2. Better-than-expected earnings

Analysts were expecting UnitedHealth Group to report adjusted earnings per share (EPS) of $3.63 in the first quarter. The company easily topped that estimate with actual Q1 adjusted earnings of $3.72 per share.

Granted, this result was a little lower than UnitedHealth's adjusted EPS of $3.73 in the prior-year period. In addition, the company's net income based on generally accepted accounting principles (GAAP) slipped to $3.38 billion in the first quarter from $3.47 billion in the same period of last year.

However, UnitedHealth Group's income taxes increased significantly from the first quarter of 2019, causing its GAAP net earnings to be lower. This impact carried over into its adjusted EPS result.
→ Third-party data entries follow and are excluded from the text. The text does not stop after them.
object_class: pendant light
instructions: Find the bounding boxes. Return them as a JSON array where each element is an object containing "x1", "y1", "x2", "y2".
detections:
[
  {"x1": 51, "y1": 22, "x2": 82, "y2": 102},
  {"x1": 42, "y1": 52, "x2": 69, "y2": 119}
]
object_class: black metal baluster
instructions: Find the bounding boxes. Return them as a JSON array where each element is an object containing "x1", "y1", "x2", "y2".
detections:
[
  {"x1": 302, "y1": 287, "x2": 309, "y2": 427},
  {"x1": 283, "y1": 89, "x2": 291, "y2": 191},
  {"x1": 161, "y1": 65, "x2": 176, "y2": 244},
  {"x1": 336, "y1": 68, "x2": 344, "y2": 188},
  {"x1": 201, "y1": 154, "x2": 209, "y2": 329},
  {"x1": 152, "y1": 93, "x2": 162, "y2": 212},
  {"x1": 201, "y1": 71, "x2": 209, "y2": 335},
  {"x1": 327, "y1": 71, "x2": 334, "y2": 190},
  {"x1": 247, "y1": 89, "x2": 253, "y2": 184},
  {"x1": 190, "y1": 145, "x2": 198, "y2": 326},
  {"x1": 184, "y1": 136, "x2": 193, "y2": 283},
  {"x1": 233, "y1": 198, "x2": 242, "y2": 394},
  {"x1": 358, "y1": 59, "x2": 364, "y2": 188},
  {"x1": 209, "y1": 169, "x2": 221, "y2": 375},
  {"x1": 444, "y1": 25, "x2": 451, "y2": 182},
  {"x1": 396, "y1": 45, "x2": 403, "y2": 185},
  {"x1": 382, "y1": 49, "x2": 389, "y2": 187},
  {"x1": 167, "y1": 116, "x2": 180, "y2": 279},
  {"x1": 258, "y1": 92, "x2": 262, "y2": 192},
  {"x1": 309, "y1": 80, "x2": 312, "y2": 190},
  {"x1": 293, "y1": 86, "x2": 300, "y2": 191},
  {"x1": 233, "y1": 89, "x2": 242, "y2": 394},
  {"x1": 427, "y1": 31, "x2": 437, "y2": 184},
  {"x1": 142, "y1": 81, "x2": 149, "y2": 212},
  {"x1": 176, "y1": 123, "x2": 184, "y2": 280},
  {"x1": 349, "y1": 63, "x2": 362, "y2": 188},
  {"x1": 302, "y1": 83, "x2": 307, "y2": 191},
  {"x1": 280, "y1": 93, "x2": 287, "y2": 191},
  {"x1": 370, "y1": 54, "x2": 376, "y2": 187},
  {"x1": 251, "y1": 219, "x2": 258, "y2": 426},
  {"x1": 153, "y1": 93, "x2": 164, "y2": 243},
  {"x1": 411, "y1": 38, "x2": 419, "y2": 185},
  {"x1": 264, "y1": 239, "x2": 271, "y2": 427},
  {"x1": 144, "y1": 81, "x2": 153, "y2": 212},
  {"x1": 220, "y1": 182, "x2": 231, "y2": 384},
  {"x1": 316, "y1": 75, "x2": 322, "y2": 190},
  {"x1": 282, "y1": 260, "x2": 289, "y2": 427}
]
3. No change to full-year outlook

Perhaps the most encouraging thing about UnitedHealth Group's Q1 update was that the company maintained its full-year 2020 earnings guidance. The company continues to expect GAAP net earnings between $15.45 and $15.75 per share with adjusted EPS of between $16.25 and $16.55.

UnitedHealth Group wasn't affected much by the COVID-19 outbreak in Q1; the U.S. wasn't hit hard until late in the quarter. The company said, though, that it will "continue to evaluate the impact of COVID-19" to monitor how the pandemic could affect its businesses.

In the meantime, UnitedHealth Group has taken several steps in response to the COVID-19 crisis. These steps include speeding up nearly $2 billion of payments to healthcare providers to help provide liquidity, providing unlimited telehealth visits free of charge, and removing all prior authorizations related to COVID-19 cases.

Looking ahead

The biggest unknown factor for UnitedHealth Group is related to U.S. unemployment rates. If unemployment remains high, it could cause the company's commercial medical membership to drop. Commercial membership did fall a little in the first quarter compared to the fourth quarter of 2019, but this decline was in line with the company's guidance.

There is one piece of encouraging news on this front. In the Q1 conference call, management stated that monthly premiums collected in April were only slightly lower than in March. For now, UnitedHealth Group appears to be in good shape to continue riding out the coronavirus crisis more successfully than most.